“Todo en el Estado, nada contra el Estado, nada fuera del Estado”, es una de las frases divulgada por Benito Mussolini, pero cuyo autor fue Giovanni Gentile, de la escuela de los hegelianos italianos. Fidel Castro le dio la vuelta a esta regla fascista para proclamar: “Dentro de la revolución todo; contra la revolución nada”. Es decir, al “amigo” le corresponde todo; quien se opone a la revolución, carece de derechos.

En la consolidación del Estado totalitario es esencial la persecución de los enemigos políticos a través de la judicatura. En la Italia fascista, el profesor Alfredo Rocco, ministro de Justicia en el año 1925, fue el cerebro jurídico responsable de la legislación autoritaria que fulminó las libertades entre 1925 y 1928. Mussolini sometió al Poder Judicial, al punto de llegar a dictar decisiones judiciales desde una ventana de la plaza Venecia cuando arengaba a sus “camisas negras”. En este escenario, podía decretar la detención de sus contrincantes políticos, lo que bastaba para que un juez servil plasmara en sentencia esa caprichosa decisión del dictador. Todo esto aparece reseñado en Il Diritto del Duce. Giustizia e repressione nell’Italia fascista, editado por Luigi Laccè (Roma, Donzelli Editore, 2015); ello nos introduce en la materia de la justicia y su relación con la represión y el aniquilamiento del opositor con la ayuda vigorosa del Poder Judicial.

Alfredo Rocco sostuvo la tesis de que el régimen político debía apoyarse en la justicia y que el fascismo requería el fortalecimiento del Estado. Por esta razón, se basó en el binomio Derecho Penal/represión. Para el logro de estos objetivos era determinante la figura del verdugo judicial; de allí la necesidad de someter al Poder Judicial y designar jueces, no por sus méritos intelectuales sino por su lealtad al fascismo. El Estado espiaba a sus jueces para conocer sus debilidades, pues se designaba abogados susceptibles de ser chantajeados.

Durante el nazismo, Hitler se convirtió en fuente del derecho y por eso decidía el destino jurídico de los alemanes. En este sentido, Carl Schmitt, que le sirvió de fuente doctrinaria a su sistema jurídico, llegó a decir: “El Führer protege el derecho de su peor abuso cuando, en el instante de peligro y por obra de su liderazgo, como supremo señor de los tribunales crea derecho de modo inmediato”. Este sistema se consolidó por medio de la figura del juez servil, que atendía los mandatos del dictador sin vacilar.

El pensador alemán Carl Schmitt fue el creador de la disyuntiva amigo-enemigo como eje central del juego político. Schmitt puso su brillo intelectual al servicio del nazismo y, en parte de su vasta y variada obra, pretendió dar fundamento teórico a este régimen totalitario.
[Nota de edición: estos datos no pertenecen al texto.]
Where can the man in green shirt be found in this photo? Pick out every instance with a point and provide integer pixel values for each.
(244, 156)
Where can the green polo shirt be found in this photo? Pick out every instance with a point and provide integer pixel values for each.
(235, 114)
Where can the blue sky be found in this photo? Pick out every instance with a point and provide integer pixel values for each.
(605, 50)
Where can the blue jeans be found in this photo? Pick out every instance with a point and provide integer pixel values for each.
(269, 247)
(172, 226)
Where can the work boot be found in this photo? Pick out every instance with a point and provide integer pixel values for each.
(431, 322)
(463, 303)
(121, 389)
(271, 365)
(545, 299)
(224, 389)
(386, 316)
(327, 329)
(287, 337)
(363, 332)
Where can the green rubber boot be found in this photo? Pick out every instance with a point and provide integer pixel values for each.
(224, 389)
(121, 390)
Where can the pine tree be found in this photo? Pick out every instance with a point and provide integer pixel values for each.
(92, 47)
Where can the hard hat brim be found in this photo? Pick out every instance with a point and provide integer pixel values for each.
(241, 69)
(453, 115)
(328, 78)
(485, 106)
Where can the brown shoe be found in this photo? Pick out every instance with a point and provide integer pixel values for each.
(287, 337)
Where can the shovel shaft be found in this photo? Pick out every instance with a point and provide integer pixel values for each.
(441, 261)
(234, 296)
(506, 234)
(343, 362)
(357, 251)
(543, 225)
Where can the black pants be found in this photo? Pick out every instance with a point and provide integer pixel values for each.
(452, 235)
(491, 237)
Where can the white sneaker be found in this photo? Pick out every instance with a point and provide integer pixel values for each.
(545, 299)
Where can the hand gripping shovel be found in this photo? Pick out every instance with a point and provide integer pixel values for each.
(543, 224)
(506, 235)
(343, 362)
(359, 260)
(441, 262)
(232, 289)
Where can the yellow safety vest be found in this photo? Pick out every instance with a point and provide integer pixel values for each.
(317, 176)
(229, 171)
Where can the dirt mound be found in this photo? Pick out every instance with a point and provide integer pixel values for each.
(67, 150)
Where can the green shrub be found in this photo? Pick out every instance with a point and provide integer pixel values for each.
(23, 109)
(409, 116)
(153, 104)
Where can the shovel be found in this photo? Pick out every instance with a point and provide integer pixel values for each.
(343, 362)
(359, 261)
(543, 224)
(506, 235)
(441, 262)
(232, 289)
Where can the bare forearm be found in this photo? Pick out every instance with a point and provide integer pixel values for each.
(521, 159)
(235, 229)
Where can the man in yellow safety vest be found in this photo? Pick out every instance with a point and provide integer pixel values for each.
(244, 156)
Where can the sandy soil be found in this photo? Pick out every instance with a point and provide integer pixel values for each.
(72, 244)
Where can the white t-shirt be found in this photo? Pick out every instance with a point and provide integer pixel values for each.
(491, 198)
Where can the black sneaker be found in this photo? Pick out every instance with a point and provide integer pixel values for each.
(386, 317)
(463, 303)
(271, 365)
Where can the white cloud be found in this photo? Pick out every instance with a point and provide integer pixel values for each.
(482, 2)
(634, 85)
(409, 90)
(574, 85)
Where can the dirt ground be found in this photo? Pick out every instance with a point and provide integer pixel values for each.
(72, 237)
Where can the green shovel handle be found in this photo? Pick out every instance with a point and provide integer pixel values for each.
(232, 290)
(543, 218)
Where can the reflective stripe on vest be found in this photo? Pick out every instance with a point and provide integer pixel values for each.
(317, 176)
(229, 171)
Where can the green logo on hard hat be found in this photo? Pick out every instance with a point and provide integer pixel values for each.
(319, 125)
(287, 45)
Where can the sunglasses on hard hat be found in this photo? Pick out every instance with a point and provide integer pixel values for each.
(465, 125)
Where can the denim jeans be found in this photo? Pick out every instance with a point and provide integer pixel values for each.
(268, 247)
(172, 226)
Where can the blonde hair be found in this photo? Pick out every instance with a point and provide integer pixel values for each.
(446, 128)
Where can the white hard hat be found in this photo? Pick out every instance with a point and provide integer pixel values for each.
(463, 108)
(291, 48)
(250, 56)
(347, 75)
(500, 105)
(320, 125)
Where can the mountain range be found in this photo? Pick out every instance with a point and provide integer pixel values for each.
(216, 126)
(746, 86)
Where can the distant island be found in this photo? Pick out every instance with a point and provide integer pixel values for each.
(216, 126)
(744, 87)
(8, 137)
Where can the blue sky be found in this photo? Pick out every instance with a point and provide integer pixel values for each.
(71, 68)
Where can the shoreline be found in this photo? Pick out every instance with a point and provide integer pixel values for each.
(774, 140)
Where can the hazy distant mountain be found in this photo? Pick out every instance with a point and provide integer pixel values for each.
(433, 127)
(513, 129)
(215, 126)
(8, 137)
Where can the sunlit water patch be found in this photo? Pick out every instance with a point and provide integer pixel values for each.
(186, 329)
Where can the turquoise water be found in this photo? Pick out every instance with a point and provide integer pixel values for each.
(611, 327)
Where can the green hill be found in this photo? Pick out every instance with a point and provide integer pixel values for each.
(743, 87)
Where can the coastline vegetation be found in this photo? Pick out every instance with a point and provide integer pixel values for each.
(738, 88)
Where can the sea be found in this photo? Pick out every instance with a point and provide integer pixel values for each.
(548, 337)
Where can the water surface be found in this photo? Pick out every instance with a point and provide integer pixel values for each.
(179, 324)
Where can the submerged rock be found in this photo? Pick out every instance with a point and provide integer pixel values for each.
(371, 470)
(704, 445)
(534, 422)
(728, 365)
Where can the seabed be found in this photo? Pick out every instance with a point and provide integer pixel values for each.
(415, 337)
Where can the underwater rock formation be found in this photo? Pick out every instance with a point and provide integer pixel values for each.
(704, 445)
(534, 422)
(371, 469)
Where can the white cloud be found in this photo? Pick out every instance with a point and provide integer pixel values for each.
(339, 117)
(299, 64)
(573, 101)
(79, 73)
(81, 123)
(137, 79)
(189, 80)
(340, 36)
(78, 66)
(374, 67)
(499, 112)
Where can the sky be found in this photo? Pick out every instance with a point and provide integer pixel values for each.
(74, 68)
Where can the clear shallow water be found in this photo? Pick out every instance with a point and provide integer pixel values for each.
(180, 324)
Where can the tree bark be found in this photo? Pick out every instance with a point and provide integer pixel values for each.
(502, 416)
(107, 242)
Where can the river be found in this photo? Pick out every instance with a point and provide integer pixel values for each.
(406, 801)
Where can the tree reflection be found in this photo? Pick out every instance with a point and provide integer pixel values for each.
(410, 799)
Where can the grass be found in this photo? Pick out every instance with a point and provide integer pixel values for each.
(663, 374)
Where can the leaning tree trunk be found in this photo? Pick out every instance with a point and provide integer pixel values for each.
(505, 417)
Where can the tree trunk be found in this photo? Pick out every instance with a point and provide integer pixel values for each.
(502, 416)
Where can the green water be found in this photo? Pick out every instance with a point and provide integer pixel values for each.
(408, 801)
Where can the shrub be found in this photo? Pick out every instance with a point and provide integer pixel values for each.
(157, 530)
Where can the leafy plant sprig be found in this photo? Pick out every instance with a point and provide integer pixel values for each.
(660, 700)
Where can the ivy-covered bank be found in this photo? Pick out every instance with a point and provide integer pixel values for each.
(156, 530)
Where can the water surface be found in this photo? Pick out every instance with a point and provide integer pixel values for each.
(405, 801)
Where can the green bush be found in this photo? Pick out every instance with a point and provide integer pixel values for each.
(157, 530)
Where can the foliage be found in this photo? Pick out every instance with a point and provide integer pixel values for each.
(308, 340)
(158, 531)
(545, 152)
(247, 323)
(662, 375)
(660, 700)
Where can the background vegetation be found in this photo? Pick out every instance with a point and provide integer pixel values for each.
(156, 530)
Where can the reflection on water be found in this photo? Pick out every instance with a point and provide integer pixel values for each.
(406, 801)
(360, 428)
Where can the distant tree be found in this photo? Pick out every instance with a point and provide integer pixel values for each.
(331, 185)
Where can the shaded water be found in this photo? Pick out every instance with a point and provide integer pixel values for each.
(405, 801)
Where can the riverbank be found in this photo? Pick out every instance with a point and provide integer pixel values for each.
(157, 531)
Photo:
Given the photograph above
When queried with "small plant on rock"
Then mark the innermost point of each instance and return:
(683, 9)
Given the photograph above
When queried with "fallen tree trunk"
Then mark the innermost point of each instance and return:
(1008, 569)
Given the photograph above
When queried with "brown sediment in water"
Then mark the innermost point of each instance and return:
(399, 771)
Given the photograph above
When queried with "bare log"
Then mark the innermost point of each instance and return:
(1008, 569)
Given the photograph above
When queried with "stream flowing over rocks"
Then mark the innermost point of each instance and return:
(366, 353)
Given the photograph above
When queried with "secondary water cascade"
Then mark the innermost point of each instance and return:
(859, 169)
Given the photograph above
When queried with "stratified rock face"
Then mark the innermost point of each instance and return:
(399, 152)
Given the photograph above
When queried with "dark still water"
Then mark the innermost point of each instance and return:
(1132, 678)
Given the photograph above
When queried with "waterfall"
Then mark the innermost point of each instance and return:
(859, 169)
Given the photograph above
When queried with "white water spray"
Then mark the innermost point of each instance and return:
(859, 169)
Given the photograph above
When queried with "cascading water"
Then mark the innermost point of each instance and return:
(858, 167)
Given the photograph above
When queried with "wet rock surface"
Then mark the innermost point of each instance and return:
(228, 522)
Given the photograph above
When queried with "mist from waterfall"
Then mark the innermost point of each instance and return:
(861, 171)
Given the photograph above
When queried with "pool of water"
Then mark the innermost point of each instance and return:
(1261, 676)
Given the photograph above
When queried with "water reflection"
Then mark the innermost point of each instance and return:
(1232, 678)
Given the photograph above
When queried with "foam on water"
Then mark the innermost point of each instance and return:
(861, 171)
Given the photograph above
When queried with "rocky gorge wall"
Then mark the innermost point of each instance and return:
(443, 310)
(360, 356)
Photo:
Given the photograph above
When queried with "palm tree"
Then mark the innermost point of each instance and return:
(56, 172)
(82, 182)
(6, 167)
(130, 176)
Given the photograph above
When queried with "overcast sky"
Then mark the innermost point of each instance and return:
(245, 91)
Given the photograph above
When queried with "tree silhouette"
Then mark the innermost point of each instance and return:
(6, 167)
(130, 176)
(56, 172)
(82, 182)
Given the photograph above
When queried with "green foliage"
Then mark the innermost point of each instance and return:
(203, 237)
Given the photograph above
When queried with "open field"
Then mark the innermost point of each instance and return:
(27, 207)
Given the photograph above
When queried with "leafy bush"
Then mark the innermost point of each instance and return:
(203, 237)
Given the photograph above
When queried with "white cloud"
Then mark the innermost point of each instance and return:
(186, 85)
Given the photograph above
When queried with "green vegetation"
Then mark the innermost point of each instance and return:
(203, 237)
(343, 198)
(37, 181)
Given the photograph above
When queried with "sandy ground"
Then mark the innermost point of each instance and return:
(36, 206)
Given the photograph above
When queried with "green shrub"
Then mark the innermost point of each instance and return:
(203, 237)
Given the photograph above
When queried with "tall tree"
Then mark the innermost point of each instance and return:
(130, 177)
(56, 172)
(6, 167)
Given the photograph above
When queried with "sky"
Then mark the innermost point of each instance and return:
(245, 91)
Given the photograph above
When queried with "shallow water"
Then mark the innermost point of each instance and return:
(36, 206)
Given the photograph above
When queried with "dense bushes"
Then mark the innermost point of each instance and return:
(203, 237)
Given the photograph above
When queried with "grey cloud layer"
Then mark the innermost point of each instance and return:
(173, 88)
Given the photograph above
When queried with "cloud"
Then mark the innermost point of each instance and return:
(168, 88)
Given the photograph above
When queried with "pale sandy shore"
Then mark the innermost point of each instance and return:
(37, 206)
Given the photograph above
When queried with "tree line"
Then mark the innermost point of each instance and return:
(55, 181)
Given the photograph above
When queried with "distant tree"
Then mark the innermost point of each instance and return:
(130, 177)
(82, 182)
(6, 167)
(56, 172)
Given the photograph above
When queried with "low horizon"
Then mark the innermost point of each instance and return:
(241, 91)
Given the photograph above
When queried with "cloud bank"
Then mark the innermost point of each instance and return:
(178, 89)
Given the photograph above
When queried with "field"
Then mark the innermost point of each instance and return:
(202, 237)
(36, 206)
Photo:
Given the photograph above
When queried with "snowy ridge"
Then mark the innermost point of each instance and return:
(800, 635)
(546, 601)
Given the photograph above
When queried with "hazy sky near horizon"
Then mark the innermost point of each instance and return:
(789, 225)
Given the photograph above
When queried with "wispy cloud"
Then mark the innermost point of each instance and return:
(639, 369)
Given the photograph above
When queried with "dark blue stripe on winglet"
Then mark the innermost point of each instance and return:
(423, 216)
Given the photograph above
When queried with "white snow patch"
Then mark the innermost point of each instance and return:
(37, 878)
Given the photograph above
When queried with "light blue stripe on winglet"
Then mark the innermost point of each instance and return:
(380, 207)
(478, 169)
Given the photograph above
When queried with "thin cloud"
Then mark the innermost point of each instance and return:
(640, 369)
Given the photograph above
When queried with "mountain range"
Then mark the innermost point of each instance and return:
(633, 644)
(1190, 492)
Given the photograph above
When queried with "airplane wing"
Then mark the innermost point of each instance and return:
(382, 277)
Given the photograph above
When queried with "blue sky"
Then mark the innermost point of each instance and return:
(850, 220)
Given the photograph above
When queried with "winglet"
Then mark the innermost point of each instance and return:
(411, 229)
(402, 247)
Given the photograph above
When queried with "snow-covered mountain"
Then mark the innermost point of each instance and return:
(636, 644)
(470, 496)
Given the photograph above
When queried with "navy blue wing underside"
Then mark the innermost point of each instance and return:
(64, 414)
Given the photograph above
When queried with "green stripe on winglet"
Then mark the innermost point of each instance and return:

Dentro de sus obras, destaca El concepto de lo político, en el cual desarrolla su noción del enemigo en la política (o lo político, como lo llama). De esta manera, quien no es amigo es enemigo; a este último hay que reducirlo y liquidarlo porque así lo exige la necesidad de la política. Y estas categorías schmittianas, diseñadas inicialmente para darle base teórica al nazismo, las aplican los estalinistas y los castristas. Según esta doctrina, al enemigo político hay que liquidarlo, y para ello el juez servil es el mejor instrumento. En los sistemas totalitarios que se inspiran en este dilema schmittiano, es necesario montar una plataforma que permita crear una aparente formalidad para apuntalar la represión y la violación de los derechos humanos.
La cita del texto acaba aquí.